We were all doing various tasks together in the kitchen when a man who I thought was the uncle of one of the others in the house tripped and fell forward onto the searing hot metal plate of the range. After lying on it for a couple of seconds, as if paralysed by the shock, he slowly and seemingly without pain turned to face us. One side of his face was terribly burned.
I knew I had to tell people about this. Without stopping to think or to ask how he was, I rushed out of the house. I wasn't going to fetch a doctor; I was heading for an internet cafe.
When I got to the internet place, which was in a modern high street -- all colour -- I realised I didn't have enough money to pay for a session. The minimum charge was 28p, but I had only 26p. I searched all of my pockets, and discovered a 2p piece. I entered the cafe and paid the guy...
Notes for Freudian Interpretation
I have a work anxiety dream every now and again. Usually, the dream will involve me being unable to report the parliamentary proceedings properly because something has gone horribly wrong.
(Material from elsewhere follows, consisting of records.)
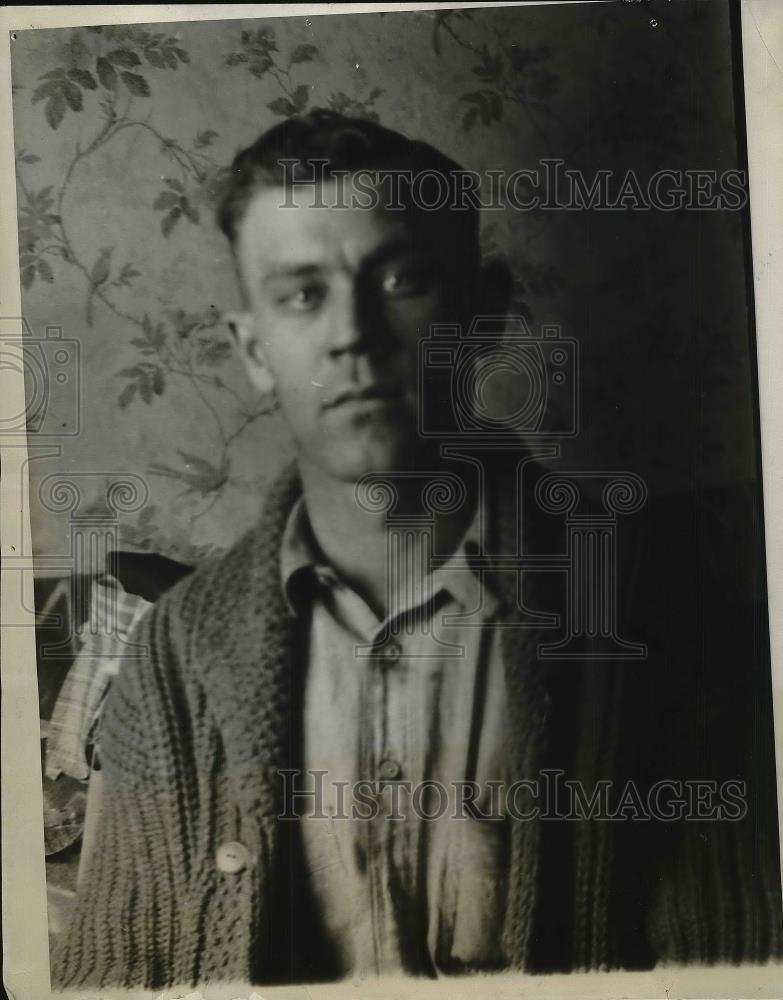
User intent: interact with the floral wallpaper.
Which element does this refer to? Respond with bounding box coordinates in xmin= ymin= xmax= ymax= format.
xmin=12 ymin=0 xmax=755 ymax=572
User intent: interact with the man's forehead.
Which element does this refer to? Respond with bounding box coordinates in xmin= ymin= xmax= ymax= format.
xmin=238 ymin=187 xmax=417 ymax=269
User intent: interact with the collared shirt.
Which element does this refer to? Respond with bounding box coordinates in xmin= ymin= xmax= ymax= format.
xmin=281 ymin=499 xmax=508 ymax=978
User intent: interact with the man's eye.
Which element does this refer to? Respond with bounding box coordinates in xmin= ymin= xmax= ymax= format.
xmin=381 ymin=268 xmax=430 ymax=297
xmin=277 ymin=285 xmax=326 ymax=312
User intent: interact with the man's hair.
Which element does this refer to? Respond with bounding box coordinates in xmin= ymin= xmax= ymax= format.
xmin=217 ymin=108 xmax=480 ymax=265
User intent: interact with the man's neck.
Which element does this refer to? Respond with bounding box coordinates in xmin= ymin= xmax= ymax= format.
xmin=300 ymin=459 xmax=475 ymax=618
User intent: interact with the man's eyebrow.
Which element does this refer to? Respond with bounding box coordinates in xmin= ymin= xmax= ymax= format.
xmin=261 ymin=264 xmax=323 ymax=285
xmin=362 ymin=235 xmax=421 ymax=270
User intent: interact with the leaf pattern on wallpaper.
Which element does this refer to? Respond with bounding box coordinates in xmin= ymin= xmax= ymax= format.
xmin=16 ymin=26 xmax=318 ymax=556
xmin=13 ymin=11 xmax=740 ymax=554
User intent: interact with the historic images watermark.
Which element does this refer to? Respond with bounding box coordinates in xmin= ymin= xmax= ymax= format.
xmin=279 ymin=157 xmax=748 ymax=212
xmin=278 ymin=768 xmax=748 ymax=823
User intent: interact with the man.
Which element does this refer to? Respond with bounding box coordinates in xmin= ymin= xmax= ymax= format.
xmin=54 ymin=111 xmax=781 ymax=988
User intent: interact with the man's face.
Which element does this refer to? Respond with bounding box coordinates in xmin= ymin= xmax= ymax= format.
xmin=230 ymin=186 xmax=464 ymax=480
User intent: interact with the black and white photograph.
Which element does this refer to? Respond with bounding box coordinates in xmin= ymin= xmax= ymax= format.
xmin=0 ymin=0 xmax=783 ymax=1000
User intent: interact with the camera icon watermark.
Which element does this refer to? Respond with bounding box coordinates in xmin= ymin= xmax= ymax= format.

These dreams fall into three main types: the "Please shut up!" dreams, in which the members of Parliament all start speaking over each other so that I can't hear what anyone is saying; the "Who the hell are you?" dreams, in which I realise with horror that I don't recognise a member who's speaking; and the "Oh my God!" dreams, in which a riot breaks out in the chamber and I have the impossible task of desperately trying to write down every weird thing that happens.
This dream, although I'm sure it's a work anxiety dream, doesn't fit in any of those categories. That's because it's not about my work in Parliament; it's about writing The Unsung Joe, my other blog. The dream is an obvious dramatisation of the process of researching the private lives of old, unknown movie people with the aim of finding out some interesting, tragic or funny facts about them, and then writing about it on the internet.
Imagine the type of character who'd have a work anxiety dream about writing his blog! Shameful.
I should point out that the anxiety about The Unsung Joe comes not from the act of writing the blog, but from my recent decision to rewrite it as a book, which was suggested to me by a literary agent who got in touch last month. The prospect of undertaking a serious piece of hard work, rather than posting stuff whenever I feel like it, is a little daunting, and is exactly the kind of thing that you'd expect would cause ripples of disquiet in your subconscious, which might result in a dream in which not only is the task of finding out interesting stories as easy as simply hanging out with a bunch of people, but, even though it might at first appear that you simply don't have the necessary resources to complete your work, you'll find that you do, if you try hard enough. It's one of those pep-talk dreams that Freud was always on about.
It's nice to know that my subconscious has faith in my abilities, but I can't help but note that it won't be doing any of the actual work.